Storytelling is at the heart of Indigenous culture. And despite the federal government’s historic attempts at suppressing that culture—such as the 1884 potlatch ban, which outlawed some First Nation traditions and resulted in the loss of cultural practices—storytelling remains one of the primary ways Indigenous culture is sustained today.
“The truth about stories is that’s all we are,” said Cherokee author and educator Thomas King in his 2003 CBC Massey Lecture. From creation stories to traditional teachings, Indigenous narratives not only entertain, but transmit knowledge and language between generations, and help preserve First Nations, Inuit and Metis cultures and identities. Indigenous storytelling in Canada is an act of decolonization in a nation that was built on colonial practices.
That’s why filmmakers rejoiced last month when Netflix announced three new partnerships with Indigenous screen organizations in Canada to foster and develop screen-based talent.

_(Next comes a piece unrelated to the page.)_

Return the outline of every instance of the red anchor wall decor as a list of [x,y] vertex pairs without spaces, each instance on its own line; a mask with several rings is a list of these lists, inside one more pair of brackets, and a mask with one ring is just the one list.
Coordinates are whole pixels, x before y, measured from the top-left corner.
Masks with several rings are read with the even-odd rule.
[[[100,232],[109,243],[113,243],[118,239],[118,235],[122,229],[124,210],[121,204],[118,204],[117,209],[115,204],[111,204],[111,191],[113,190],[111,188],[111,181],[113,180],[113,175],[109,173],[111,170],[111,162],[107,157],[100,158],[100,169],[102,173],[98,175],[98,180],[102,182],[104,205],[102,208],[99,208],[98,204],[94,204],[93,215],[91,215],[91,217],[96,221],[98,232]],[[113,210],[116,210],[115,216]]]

The agreements are with imagineNATIVE, the world’s largest presenter of Indigenous screen content, the non-profit Indigenous Screen Office (ISO) and Montreal-based Wapikoni Mobile, an inventive travelling, training and creative studio for Indigenous youth.
This funding will allow imagineNATIVE, ISO and Wapikoni Mobile to expand their training initiatives and offer a slew of professional development opportunities, like mentorship and apprenticeship programs, screenwriting intensives, “second phase support” and more, to Indigenous creators in Canada.